This article comes to us from the excellent ZenHabits site, and talks about the bringing “White Space” into our lives. I love the analogy at play here. This is a good one to integrate into your Mindfulness Meditation Practice.
Space is the breath of art.’ ~Frank Lloyd Wright
Emphasis on the important. When our days are non-stop busy, everything is important and nothing is important. But put white space between things, and those things acquire more weight, and we place more importance on each individual thing.
It’s the space in a design that isn’t filled with things — as you can tell from the design of Zen Habits and my other blog, mnmlist, it’s something I use (perhaps too) liberally.
But white space can be used in the design of our lives as well, not just the design of magazines and websites and ads. By using white space in our lives, we create space, balance, emphasis on what’s important, and a feeling of peace that we cannot achieve with a more cramped life.

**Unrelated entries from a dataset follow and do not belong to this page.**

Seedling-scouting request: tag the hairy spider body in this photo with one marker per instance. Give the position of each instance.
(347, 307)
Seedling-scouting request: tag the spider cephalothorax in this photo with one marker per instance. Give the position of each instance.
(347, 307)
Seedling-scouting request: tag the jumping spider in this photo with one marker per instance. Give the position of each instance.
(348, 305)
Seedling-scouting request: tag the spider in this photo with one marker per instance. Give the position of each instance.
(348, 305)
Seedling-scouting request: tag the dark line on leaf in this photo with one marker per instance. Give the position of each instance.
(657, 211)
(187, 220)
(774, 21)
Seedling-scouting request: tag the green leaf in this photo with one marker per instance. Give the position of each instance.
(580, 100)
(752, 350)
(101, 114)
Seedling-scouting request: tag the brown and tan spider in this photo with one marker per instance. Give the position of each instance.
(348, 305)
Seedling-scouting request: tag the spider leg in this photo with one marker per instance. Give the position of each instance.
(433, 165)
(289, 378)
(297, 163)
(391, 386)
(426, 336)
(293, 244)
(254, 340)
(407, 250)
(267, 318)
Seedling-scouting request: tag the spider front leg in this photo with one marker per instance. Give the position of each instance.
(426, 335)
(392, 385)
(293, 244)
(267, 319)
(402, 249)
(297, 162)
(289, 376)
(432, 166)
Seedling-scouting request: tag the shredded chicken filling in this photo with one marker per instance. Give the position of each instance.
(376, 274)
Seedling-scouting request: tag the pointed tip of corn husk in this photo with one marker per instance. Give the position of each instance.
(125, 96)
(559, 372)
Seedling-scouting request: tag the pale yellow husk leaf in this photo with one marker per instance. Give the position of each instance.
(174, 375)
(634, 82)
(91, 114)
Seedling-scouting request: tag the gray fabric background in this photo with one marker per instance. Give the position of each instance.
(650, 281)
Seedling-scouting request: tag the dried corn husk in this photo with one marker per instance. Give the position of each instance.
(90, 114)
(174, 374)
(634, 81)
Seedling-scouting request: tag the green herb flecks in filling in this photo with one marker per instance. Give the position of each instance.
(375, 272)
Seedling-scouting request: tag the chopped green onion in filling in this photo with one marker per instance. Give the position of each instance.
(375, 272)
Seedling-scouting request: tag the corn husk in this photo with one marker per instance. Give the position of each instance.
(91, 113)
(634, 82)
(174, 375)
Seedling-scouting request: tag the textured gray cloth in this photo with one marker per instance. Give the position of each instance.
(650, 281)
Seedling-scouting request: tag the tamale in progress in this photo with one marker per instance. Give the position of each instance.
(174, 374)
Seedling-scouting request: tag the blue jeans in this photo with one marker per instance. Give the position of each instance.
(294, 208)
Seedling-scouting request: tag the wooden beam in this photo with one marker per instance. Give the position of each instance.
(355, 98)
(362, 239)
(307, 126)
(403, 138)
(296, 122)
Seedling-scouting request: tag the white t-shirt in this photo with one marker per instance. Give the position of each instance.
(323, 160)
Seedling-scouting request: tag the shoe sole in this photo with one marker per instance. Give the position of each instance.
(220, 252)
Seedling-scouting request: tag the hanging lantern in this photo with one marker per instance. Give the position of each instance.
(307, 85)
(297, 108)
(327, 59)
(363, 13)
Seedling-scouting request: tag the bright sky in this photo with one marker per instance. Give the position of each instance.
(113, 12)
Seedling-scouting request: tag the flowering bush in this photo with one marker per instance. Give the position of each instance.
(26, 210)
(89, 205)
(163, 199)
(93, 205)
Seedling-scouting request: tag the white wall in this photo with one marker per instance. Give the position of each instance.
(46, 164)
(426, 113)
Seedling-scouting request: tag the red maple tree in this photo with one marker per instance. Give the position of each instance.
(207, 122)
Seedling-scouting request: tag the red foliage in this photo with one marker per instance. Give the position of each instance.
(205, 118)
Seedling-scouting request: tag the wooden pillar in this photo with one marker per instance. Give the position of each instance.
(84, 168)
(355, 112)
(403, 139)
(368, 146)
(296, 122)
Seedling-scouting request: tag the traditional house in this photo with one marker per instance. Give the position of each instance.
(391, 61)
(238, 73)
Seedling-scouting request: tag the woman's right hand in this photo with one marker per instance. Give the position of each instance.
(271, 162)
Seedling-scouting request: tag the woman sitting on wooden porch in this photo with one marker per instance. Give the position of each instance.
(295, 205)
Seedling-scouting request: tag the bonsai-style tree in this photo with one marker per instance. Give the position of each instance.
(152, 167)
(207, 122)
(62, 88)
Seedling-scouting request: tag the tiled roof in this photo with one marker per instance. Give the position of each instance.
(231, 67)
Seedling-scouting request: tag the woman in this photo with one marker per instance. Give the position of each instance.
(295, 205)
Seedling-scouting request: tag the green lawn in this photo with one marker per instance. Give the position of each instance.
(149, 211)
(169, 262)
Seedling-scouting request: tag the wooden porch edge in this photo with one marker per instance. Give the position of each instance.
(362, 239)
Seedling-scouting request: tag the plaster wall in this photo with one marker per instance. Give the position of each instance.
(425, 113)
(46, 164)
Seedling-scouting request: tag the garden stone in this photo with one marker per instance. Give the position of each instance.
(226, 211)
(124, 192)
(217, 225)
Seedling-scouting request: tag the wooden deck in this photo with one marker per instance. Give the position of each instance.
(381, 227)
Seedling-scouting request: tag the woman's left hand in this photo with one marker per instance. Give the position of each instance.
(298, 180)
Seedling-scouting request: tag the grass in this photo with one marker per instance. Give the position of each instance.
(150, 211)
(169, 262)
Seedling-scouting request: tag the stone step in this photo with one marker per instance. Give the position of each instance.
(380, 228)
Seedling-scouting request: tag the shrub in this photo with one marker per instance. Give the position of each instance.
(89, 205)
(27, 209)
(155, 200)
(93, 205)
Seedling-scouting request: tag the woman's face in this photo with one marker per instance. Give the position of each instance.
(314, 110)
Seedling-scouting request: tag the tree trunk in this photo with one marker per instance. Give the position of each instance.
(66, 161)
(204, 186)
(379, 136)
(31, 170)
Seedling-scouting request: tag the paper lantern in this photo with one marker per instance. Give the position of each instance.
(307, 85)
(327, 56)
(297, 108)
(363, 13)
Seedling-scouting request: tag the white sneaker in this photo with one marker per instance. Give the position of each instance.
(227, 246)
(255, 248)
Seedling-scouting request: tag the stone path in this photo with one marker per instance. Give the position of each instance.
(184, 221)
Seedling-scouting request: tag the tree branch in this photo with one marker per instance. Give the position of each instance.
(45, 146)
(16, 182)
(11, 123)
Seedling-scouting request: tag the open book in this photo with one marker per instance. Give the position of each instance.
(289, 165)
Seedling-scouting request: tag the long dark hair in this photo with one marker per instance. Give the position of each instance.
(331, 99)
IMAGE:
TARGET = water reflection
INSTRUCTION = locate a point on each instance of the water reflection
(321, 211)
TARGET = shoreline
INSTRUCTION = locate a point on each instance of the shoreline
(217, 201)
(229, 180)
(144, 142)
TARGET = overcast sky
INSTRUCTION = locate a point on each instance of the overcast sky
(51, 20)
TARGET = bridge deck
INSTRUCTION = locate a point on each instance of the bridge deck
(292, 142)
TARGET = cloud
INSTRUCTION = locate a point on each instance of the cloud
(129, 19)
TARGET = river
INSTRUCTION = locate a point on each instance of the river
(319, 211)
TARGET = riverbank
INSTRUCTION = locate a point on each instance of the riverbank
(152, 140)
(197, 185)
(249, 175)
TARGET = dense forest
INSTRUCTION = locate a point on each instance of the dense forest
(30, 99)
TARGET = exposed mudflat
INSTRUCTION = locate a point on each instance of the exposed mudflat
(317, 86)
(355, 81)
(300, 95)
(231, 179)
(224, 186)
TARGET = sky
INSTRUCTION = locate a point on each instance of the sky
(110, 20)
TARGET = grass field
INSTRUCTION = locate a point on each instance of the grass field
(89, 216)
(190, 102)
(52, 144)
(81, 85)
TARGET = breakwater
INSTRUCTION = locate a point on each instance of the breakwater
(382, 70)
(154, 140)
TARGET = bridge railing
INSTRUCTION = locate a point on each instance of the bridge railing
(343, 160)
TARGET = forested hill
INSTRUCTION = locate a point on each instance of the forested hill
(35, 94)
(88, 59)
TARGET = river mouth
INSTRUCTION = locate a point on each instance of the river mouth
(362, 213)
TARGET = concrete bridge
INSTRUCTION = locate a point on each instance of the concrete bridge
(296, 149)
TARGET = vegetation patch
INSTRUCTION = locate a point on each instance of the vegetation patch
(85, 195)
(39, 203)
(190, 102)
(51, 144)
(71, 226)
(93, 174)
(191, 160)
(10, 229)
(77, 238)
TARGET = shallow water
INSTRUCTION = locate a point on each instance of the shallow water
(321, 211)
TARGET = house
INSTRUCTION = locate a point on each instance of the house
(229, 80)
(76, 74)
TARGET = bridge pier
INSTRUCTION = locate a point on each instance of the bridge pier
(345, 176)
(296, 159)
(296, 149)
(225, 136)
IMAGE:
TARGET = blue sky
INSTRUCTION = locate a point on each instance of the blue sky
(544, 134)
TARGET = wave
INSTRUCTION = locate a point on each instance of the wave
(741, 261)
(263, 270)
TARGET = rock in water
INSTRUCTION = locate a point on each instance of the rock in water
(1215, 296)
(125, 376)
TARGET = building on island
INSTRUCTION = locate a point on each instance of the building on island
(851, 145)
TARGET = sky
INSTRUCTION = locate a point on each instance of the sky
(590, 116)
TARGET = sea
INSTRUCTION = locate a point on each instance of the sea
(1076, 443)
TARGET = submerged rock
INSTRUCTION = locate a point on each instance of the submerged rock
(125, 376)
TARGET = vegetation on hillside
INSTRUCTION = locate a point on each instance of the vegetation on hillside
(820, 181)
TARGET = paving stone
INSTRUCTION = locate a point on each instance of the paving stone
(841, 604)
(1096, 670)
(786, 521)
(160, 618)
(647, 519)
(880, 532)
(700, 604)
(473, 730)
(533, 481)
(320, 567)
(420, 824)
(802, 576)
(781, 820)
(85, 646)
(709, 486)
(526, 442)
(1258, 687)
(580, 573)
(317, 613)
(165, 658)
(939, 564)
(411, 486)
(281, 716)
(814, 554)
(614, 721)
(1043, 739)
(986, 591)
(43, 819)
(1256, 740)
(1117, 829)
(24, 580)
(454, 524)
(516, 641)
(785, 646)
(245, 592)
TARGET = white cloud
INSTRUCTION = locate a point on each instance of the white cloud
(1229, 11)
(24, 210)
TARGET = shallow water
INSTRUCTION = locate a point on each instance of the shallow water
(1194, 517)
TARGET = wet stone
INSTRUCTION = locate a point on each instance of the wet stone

Let’s look briefly at how to do this.
The principles of white space
Some of the things white space accomplishes in design:
- greater legibility
- feeling of luxury
- breathing room & balance
- more emphasis
These same concepts can translate to our lives:
- Clarity. Instead of legibility, white space can give clarity to the things in our lives — whether they’re possessions, projects, tasks, or just things that occupy our time and attention. A nice piece of furniture is more beautiful when it’s not surrounded by clutter. A well-prepared piece of food is more tasty when it’s not smothered in sauces and piled with fries and cheese. A presentation is more effective when we don’t use Powerpoint and have only a few points to make.
- Peace. When our lives are cramped, and our homes and workspaces are cluttered, we feel stressed. When we have fewer things on our schedule and fewer things around us, we feel peaceful.
- Breathing room & balance. Many people talk about finding “work-life balance”, but this is very hard to do if you have no white space. Leave space between things to find the breathing room you need, and to easier achieve balance.